Very Large Telescope do ESO (VLT). Crédito: A. Ghizzi Panizza/ESO

O Breakthrough Watch, um programa astronômico global que procura planetas do tipo terrestre em torno de estrelas próximas, e o Observatório Europeu do Sul (ESO), a principal organização astronômica intergovernamental europeia, anunciaram hoje a “primeira luz” de um novo instrumento de busca de planetas montado no Very Large Telescope do ESO, no deserto do Atacama, Chile.

O instrumento, chamado NEAR (Near Earths in the AlphaCen Region), foi concebido para procurar exoplanetas no nosso sistema estelar vizinho, Alfa Centauri, nas “zonas habitáveis” das suas duas estrelas semelhantes ao Sol, onde a água poderá potencialmente existir em forma líquida. O instrumento foi desenvolvido nos últimos três anos e construído em colaboração com a Universidade de Uppsala na Suécia, a Universidade de Liège na Bélgica, o Instituto de Tecnologia da Califórnia nos EUA e o Telescópio Óptico Kampf em Munique na Alemanha.

Desde o dia 23 de maio que os astrônomos do Very Large Telescope do ESO (VLT) levam a cabo uma campanha de observação de 10 dias para estabelecer a presença ou ausência de um ou mais planetas no sistema estelar. As observações terminarão amanhã, dia 11 de junho. Os planetas no sistema (pelo menos duas vezes maiores que a Terra) seriam detectáveis com esta instrumentação melhorada. O intervalo de comprimentos de onda observado, do infravermelho próximo ao infravermelho térmico, é significativo já que corresponde ao calor emitido por um candidato a planeta, possibilitando assim aos astrônomos determinar se a temperatura do planeta permitirá a existência de água líquida.

O sistema Alfa Centauri é o mais próximo do nosso Sistema Solar, situando-se a cerca de 4,37 anos-luz de distância. É constituído por duas estrelas do tipo do Sol, Alfa Centauri A e B, e uma estrela anã vermelha, Proxima Centauri. O conhecimento atual que temos dos sistemas planetários de Alfa Centauri é escasso. Em 2016, uma equipe de pesquisadores utilizou instrumentos do ESO para descobrir um planeta do tipo da Terra em órbita de Proxima Centauri. No entanto, Alfa Centauri A e B permanecem ainda variáveis desconhecidas; não é claro quão estáveis serão tais sistemas binários para planetas do tipo terrestre e por isso a maneira mais promissora de estabelecer se tais planetas existem é tentar observá-los.

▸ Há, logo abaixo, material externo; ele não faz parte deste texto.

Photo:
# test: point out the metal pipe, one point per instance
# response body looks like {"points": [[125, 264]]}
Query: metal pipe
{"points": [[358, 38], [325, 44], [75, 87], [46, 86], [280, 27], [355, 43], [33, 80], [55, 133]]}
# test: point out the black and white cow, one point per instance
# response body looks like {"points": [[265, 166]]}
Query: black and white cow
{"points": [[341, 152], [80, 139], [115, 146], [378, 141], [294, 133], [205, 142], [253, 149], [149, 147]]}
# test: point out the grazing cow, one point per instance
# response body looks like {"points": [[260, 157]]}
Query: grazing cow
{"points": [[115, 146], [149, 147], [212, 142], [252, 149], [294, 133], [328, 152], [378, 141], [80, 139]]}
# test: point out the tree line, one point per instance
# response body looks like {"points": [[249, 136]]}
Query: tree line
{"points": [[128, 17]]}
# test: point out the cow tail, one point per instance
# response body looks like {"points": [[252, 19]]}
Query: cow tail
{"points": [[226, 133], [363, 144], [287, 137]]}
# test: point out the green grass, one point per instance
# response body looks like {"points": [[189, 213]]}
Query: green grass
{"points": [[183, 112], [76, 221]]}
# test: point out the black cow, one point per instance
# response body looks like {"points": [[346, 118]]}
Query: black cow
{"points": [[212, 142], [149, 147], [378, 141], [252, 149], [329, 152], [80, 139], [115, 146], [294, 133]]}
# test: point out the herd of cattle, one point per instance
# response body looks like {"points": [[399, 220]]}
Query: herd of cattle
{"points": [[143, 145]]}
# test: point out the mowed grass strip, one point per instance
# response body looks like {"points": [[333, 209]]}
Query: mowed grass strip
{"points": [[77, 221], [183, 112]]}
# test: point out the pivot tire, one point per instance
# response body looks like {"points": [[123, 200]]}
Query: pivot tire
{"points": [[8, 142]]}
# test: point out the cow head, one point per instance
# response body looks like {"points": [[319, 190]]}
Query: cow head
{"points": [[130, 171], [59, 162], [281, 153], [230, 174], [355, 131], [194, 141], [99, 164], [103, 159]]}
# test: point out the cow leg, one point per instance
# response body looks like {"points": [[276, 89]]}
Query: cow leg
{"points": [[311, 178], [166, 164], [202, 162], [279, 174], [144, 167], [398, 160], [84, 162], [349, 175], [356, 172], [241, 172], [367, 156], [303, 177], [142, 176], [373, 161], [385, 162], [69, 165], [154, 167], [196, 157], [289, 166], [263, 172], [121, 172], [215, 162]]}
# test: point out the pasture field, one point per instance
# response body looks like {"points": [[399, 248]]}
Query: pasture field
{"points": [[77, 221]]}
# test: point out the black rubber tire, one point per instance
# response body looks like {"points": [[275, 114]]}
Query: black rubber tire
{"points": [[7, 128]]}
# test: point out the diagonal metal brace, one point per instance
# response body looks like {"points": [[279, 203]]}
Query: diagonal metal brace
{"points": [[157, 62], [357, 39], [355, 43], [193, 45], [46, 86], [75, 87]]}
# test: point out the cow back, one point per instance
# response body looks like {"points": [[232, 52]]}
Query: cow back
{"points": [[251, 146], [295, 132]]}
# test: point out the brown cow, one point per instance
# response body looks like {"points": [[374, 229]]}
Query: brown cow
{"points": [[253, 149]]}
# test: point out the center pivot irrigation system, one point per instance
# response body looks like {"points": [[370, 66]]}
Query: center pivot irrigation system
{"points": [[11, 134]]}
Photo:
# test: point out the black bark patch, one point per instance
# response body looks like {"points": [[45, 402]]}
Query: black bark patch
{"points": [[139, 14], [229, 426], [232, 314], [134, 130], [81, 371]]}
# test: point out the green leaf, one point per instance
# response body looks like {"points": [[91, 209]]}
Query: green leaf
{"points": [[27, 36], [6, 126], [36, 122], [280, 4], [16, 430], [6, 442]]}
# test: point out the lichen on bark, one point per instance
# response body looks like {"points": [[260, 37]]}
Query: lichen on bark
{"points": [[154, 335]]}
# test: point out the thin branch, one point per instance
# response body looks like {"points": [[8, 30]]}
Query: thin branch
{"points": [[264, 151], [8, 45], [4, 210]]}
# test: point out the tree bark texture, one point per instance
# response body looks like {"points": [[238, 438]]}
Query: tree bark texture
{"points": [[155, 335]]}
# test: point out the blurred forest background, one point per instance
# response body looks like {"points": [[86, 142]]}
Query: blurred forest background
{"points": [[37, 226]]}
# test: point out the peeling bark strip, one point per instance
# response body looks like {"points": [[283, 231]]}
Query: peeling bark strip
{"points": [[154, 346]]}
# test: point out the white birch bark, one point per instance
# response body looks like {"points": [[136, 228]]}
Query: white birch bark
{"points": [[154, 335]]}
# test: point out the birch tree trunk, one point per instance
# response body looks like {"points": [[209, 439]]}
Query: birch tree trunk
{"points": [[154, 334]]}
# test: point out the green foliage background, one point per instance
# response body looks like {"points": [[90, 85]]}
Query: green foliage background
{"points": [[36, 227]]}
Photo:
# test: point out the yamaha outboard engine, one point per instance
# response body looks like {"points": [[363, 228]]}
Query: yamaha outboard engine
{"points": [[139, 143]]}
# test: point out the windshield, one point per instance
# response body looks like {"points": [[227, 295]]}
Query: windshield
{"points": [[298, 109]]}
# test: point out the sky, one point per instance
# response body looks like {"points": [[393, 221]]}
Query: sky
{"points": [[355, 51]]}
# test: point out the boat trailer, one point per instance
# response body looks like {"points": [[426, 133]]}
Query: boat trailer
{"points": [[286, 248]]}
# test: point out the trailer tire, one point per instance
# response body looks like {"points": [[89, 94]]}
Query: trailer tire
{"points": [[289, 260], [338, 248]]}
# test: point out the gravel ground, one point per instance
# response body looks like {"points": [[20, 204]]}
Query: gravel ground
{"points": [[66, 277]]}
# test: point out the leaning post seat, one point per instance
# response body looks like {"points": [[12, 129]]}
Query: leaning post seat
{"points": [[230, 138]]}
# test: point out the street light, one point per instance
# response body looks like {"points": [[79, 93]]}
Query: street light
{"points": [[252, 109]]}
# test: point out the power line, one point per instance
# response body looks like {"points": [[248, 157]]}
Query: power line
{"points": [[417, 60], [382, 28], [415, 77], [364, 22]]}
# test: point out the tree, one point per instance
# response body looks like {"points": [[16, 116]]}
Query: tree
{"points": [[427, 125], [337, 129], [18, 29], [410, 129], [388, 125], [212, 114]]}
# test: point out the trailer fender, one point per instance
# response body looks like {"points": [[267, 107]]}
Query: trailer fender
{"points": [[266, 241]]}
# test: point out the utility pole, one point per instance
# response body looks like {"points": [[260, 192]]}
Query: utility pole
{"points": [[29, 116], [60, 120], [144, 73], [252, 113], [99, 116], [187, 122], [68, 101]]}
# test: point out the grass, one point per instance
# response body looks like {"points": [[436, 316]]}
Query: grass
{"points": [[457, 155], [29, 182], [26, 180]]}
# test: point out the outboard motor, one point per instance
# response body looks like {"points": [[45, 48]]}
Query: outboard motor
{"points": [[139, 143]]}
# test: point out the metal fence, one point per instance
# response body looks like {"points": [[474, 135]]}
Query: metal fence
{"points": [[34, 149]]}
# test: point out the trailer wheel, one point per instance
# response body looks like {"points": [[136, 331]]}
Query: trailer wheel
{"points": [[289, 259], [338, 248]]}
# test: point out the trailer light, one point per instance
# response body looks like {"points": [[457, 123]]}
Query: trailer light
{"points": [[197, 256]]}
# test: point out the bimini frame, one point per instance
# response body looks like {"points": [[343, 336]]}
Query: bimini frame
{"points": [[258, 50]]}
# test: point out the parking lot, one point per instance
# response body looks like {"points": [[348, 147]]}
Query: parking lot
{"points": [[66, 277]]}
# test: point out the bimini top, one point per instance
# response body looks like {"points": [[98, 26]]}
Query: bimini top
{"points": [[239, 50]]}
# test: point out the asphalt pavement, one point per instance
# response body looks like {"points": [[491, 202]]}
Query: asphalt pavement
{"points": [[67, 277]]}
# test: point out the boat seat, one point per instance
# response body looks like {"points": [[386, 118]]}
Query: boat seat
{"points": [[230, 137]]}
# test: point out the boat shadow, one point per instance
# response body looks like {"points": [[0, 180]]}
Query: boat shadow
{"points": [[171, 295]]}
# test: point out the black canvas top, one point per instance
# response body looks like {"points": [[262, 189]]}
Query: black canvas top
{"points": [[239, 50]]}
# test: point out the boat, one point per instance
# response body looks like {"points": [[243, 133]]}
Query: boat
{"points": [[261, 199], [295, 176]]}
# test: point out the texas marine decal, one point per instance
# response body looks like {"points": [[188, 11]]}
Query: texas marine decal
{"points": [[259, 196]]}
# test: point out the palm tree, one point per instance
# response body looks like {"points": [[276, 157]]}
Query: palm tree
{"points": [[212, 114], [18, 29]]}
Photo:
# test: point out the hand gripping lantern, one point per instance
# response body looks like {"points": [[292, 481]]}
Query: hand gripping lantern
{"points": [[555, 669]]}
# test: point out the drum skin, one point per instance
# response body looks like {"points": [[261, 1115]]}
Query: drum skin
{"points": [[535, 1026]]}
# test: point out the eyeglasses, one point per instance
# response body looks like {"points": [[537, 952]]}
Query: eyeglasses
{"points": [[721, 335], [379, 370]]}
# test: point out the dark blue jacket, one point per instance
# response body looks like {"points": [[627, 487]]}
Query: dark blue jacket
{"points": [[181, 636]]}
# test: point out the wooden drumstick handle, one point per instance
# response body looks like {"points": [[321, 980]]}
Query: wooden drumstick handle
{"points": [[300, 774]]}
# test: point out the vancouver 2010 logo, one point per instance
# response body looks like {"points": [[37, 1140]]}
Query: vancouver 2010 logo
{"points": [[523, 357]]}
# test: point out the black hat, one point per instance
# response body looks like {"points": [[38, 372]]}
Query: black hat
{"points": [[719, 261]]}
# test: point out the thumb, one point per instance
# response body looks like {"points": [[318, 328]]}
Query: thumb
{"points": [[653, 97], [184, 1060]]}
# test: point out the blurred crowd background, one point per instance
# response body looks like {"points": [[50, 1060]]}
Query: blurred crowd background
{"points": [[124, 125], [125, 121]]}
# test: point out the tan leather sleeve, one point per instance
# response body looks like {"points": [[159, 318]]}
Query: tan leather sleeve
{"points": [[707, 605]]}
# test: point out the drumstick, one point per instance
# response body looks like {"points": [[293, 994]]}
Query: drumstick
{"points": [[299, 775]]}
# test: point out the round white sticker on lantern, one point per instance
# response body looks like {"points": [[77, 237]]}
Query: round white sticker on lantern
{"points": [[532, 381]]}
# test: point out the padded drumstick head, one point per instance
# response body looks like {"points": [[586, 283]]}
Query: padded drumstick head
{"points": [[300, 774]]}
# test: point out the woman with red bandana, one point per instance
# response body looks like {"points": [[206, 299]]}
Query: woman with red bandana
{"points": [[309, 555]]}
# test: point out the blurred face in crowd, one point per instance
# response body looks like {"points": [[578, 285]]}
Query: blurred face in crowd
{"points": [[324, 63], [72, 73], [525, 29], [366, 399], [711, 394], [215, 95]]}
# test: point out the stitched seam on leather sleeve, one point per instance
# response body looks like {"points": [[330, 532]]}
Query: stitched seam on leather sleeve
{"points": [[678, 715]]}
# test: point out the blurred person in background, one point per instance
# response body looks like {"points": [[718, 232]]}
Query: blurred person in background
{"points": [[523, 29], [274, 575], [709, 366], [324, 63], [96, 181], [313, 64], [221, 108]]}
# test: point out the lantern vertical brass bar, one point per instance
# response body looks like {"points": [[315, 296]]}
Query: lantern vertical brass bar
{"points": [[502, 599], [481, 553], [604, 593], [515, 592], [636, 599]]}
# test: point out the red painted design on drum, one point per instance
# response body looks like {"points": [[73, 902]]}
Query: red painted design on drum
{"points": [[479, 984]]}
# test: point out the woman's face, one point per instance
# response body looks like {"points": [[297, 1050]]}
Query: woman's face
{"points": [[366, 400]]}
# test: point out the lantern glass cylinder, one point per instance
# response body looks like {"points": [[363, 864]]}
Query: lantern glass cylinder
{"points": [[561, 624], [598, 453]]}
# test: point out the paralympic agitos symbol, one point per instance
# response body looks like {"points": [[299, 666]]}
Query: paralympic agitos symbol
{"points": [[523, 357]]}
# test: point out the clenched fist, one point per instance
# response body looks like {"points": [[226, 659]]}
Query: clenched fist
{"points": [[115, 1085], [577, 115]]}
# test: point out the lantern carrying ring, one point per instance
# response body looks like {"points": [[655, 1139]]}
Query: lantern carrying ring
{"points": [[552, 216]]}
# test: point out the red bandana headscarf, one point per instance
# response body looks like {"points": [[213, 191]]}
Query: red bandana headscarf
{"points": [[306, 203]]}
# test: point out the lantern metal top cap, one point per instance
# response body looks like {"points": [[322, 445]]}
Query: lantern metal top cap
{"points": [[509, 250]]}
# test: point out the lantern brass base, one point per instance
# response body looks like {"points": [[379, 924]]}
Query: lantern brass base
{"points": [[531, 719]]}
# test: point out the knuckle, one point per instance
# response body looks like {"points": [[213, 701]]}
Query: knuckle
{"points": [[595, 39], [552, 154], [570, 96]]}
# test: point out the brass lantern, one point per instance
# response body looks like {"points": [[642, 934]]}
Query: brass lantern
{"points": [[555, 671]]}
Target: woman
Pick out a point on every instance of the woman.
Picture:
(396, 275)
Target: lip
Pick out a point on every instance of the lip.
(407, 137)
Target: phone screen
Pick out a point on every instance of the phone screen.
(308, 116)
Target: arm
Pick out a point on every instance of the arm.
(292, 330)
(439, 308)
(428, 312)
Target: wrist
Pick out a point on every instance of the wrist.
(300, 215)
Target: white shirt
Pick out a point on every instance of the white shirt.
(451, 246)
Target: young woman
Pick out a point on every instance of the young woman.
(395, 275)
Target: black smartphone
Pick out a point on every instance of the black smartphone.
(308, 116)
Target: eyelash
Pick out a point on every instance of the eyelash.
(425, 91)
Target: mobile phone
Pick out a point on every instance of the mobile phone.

Obter imagens destes planetas é, no entanto, um desafio tecnológico grande, já que a luz estelar que é refletida pelos planetas é geralmente bilhões de vezes mais fraca do que a luz que nos chega diretamente das estrelas hospedeiras; conseguir distinguir um pequeno planeta próximo da sua estrela progenitora a uma distância de vários anos-luz pode comparar-se a conseguir ver uma borboleta voando em torno de um lâmpada de rua a uma distância de várias dezenas de quilômetros. Para resolver este problema, em 2016 o Breakthrough Watch e o ESO iniciaram uma colaboração focada na construção um instrumento especial chamado coronógrafo infravermelho térmico, quel foi concebido para bloquear a maioria da radiação emitida pela estrela e otimizado para capturar a radiação infravermelha emitida pela superfície quente de um planeta em órbita, em vez da pequena quantidade de radiação estelar que o planeta reflete. Tal como objetos situados próximo do Sol (e normalmente escondidos pelo seu brilho) podem ser vistos durante um eclipse total, também um coronógrafo cria uma espécie de eclipse artificial na estrela alvo, bloqueando a sua radiação e permitindo que objetos muito mais tênues existentes na sua vizinhança possam ser detectados. Trata-se de um avanço significativo das capacidades observacionais.

O coronógrafo foi instalado num dos quatro telescópios de 8 metros do VLT, ao alterar e melhorar um instrumento já existente chamado VISIR, de modo a otimizar a sua sensibilidade nos comprimentos de onda infravermelhos associados a exoplanetas potencialmente habitáveis. O instrumento poderá assim procurar assinaturas de calor semelhantes às da Terra, que absorve energia do Sol e reemite-a nos comprimentos de onda infravermelhos térmicos. O novo instrumento, NEAR, é uma modificação do VISIR de três maneiras diferentes, combinando várias técnicas de engenharia astronômica de vanguarda. Primeiro, adapta o instrumento à coronografia, permitindo a redução drástica da radiação emitida pela estrela alvo e revelando deste modo assinaturas de potenciais planetas terrestres. Segundo, usa uma técnica chamada óptica adaptativa para deformar o espelho secundário do telescópio, compensando assim os efeitos de distorção produzidos pela atmosfera da Terra. Terceiro, aplica estratégias de filtragem que também reduzem o ruído, além de permitirem que o instrumento mude rapidamente de estrela alvo, a cada 100 milissegundos, maximizando assim o tempo de telescópio disponível.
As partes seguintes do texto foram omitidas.